As a modest platformer, Alteric is comprised of 27 stages of platforming spread out over 3 chapters with 3 boss fights. Your player character, a block of light, has a limited repertoire of abilities befitting this minimal game experience: moving left and right and jumping (once on the ground, once again in the air). You’ll later gain the ability to push blocks and clone yourself to obstruct lasers or create new vantage points.
The jumps, the hazards, the traps are all simple enough on their own. Spinning saws and lasers look immediately dangerous and if you’ve played a video game before then you’ll know to avoid these. Later levels combine these dangers together in some bizarre ways, and the level design ensures that you can’t see directly what’s ahead. That means that many of your many deaths in Alteric will be due to running into something you couldn’t see coming, like a waiting row of spikes at the bottom of a slope.
Trial and error in very short bursts makes up most of Alteric’s gameplay. Death takes your block back to the start of the level or to one of the game’s uncommon spawning points, which means each level is a prolonged obstacle course demanding muscle memory, skill, and bucket loads of determination.
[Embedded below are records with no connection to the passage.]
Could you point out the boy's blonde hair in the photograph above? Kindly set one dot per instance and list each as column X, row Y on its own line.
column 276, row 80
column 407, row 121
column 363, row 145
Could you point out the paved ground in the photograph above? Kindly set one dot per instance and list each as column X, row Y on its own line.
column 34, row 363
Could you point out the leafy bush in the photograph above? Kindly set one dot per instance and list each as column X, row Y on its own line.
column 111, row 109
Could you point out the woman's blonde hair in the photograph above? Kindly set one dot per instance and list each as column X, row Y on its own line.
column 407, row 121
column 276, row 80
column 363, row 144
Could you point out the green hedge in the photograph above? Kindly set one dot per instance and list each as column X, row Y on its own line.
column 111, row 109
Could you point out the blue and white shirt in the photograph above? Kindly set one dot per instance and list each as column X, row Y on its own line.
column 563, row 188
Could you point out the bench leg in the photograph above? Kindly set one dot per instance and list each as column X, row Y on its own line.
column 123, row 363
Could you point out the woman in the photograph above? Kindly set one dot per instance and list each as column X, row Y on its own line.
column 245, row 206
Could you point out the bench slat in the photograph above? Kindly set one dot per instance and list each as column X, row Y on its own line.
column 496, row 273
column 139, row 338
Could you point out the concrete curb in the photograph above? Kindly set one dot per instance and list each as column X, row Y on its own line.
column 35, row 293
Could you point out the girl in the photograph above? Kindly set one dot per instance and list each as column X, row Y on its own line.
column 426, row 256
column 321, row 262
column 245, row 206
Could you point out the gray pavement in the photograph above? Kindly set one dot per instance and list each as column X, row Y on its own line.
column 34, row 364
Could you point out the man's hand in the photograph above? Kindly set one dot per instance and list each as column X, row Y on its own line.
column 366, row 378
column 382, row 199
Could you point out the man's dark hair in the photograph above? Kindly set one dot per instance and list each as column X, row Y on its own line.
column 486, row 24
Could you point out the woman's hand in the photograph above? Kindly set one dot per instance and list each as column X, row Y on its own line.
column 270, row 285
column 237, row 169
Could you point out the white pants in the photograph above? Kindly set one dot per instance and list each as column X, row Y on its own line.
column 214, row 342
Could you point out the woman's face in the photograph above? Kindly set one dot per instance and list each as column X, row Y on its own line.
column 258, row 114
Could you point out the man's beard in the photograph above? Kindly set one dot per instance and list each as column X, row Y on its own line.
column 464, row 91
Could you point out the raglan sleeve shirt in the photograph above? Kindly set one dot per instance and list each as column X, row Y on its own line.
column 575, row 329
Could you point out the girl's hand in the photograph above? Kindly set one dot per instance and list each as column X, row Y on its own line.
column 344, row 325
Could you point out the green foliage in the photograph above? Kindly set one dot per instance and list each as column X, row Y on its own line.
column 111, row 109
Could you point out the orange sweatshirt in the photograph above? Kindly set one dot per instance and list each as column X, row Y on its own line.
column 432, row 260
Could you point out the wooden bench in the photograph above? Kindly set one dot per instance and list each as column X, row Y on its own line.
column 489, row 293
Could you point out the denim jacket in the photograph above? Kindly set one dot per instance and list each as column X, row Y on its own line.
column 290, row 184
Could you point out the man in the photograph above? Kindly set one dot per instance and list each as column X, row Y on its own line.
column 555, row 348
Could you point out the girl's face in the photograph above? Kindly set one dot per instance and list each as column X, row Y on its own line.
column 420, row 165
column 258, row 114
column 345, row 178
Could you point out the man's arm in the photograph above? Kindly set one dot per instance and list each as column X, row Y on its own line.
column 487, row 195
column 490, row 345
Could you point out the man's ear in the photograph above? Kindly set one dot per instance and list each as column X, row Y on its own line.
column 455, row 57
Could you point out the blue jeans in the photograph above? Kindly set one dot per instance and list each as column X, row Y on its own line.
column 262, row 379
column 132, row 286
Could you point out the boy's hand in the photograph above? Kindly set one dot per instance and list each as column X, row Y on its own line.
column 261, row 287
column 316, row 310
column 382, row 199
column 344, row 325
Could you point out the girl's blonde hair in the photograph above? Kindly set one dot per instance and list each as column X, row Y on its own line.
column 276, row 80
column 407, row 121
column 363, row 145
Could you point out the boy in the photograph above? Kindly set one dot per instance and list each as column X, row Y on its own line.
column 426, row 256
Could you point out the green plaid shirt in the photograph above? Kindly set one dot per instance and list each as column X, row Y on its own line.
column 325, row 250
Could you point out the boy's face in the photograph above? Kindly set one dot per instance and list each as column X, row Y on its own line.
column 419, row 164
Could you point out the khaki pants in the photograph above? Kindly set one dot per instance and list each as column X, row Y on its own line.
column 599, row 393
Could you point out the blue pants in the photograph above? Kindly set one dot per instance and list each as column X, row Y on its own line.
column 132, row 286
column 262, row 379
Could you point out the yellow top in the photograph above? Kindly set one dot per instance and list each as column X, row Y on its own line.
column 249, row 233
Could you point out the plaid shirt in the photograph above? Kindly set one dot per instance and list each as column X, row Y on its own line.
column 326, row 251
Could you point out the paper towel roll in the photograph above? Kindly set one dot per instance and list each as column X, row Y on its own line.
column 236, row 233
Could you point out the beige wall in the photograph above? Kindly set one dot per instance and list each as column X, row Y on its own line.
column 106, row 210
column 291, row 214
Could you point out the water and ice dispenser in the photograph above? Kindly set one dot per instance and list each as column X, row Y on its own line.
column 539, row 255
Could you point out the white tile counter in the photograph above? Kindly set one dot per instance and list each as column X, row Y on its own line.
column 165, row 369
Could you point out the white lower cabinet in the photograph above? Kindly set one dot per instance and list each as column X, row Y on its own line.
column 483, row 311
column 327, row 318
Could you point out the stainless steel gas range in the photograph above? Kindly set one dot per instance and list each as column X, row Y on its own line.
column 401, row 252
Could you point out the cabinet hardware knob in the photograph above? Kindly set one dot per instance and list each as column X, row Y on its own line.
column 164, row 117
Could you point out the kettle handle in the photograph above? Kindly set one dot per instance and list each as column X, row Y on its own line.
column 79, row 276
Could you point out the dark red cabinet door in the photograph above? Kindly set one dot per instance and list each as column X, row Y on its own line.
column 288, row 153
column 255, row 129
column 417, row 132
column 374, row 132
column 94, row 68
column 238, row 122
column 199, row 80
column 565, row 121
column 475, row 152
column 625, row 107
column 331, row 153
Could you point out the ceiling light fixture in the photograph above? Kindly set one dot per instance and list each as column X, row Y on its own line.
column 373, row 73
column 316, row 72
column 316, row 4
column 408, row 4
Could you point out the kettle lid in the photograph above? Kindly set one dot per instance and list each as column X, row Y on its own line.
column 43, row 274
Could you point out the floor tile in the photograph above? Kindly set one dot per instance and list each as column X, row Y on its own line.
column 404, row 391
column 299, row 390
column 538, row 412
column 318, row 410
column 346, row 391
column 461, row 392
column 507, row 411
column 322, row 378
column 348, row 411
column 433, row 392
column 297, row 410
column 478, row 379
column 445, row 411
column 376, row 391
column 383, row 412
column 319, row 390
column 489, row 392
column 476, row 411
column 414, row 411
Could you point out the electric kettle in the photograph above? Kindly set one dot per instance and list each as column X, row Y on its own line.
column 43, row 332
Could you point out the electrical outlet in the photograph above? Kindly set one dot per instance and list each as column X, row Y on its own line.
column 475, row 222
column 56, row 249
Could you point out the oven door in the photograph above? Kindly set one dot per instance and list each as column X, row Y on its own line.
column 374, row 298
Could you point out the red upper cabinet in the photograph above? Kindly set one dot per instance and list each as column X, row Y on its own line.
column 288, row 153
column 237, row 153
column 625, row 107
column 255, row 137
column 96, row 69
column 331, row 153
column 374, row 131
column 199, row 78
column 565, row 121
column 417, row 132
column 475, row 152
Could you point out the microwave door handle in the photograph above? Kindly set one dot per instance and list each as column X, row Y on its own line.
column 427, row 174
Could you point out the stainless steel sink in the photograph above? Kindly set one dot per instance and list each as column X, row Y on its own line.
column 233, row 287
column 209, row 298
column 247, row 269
The mainline feature of Alteric is definitely phasing between two planes of existence. On most of the levels, you can press a button and shift the background from one color to another. This reveals blocks, platforms, traps which exist on one of the two planes but not on the other. Of course you’ll be required to phase mid-jump, revealing safe spaces for your block to land on or phasing out spinning saws just before contact.
The parallel worlds keep Alteric interesting and more engaging than the typical minimalist platformer. They guarantee you remain vigilant about your surroundings at all times and force to you consider your leaps before your take them. Add in quirks like buttons that trigger anti-gravity and there were several instances when I had to stop and plot out how I wanted to proceed.
Even with a plan, a huge part of Alteric is timing…
The product description for Alteric describes it thusly:
You are alone. Are you lonely? You’re lost. Or stuck? Somewhere…but where? And most importantly, who are you?
Only Yesterday You Were A Man. Today Everything Has Changed. You Died.
But your soul is still there. It’s a piece of light energy trapped in the alien space between two worlds.
That’s an interesting backdrop, potentially exploring an in-between dimension after death. Life before life after death? Alteric apparently doesn’t intend to deliver on developing these themes or answering these questions, but I think that description at least explains its title.
If this game’s spiritual predecessor, Thomas Was Alone, was about anthropomorphic shapes and their relationships in life, Alteric is about an anthropomorphic shape in isolation, alone after death, transformed from one shape to another. “Alt-eric” stars an “alternative Eric”, an individual who has been fundamentally changed into a piece of light in the final frontier.